Chronique

A Spirale

Agaspastik

Maurizio Argenziano (g), Mario Gabola (as, ts), Massimo Spezzaferro (dr)

Label / Distribution : Fratto 9 Under The Sky

Depuis le début du XXè siècle et l’apparition des musiques syncopées, l’Italie est une terre de jazz. Elle produit des musiciens talentueux et singuliers dont les plus populaires ont pour nom Paolo Fresu, Enrico Rava, Steffano Di Battista ou Riccardo Del Fra.

Pays d’avant-gardes esthétiques, l’Italie donne aussi à entendre des artistes radicaux. Dans ce domaine, le plus glorieux de ses représentants est aujourd’hui le trio romain Zu, désormais placé aux avant-postes planétaires d’un jazz extrême.

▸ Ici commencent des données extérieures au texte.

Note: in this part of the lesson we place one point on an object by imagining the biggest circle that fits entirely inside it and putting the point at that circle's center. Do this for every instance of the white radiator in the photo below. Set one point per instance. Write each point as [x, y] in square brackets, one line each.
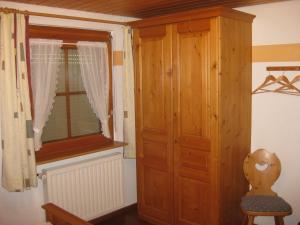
[88, 189]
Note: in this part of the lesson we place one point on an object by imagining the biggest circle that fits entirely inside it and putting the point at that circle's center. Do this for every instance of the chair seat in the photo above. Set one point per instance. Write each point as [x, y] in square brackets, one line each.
[260, 203]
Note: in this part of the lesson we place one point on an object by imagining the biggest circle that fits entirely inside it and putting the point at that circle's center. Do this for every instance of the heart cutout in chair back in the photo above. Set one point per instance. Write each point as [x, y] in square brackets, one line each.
[261, 167]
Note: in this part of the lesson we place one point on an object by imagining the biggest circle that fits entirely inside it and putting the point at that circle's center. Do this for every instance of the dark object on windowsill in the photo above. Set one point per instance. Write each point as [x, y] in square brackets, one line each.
[60, 150]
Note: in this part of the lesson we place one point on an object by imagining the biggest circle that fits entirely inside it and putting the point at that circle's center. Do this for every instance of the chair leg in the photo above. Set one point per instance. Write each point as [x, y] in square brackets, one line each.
[245, 220]
[250, 220]
[279, 220]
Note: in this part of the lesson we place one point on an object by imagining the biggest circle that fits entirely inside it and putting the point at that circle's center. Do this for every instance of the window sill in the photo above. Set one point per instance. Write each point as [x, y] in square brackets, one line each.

A Spirale s’inscrit dans une veine similaire, délivrant un jazz expérimental et électrique, trempé dans un acier pur rock. Agaspastik déverse ainsi un torrent d’énergie dévastatrice, chauffé à la flamme d’un free jazz abrasif. L’inaugural « Black Crack » donne le ton à coups de violents assauts soniques, de citations aylériennes et de « stop and go » brutaux. Le trio pratique cependant l’art du contraste avec maestria, multipliant les introspections sonores et les retenues instrumentales.

A Spirale intègre à sa musique une importante part d’effets électroacoustiques, jouant du « feedback » comme d’un instrument à part entière. Le procédé est tout particulièrement à l’œuvre sur « Naja Tripudians » ou le répétitif « Climbing Your Backbone », alliage réussi de motifs bruitistes, de hurlements de cuivres et de rafales polyrythmiques. Le groupe sait aussi, comme sur « Suriciorbu » ou « Kaluli », se montrer économe. Il réduit alors la voilure pour travailler sur des ambiances microtonales et créer des tableaux en clair-obscur. « Calco » est l’une des pièces les plus réussies de l’album. Sur une ligne de guitare hypnotique, le saxophone déroule une mélodie suave, traversée de réminiscences blues et de teintes orientales. Tout autour s’agrègent alors des bruissements électroacoustiques et des fragments rythmiques du plus bel effet.

Agaspastik croise avec bonheur free jazz, rock bruitiste et improvisation libre. De cet album radical, intègre et viscéral, se dégage une sombre et revigorante beauté.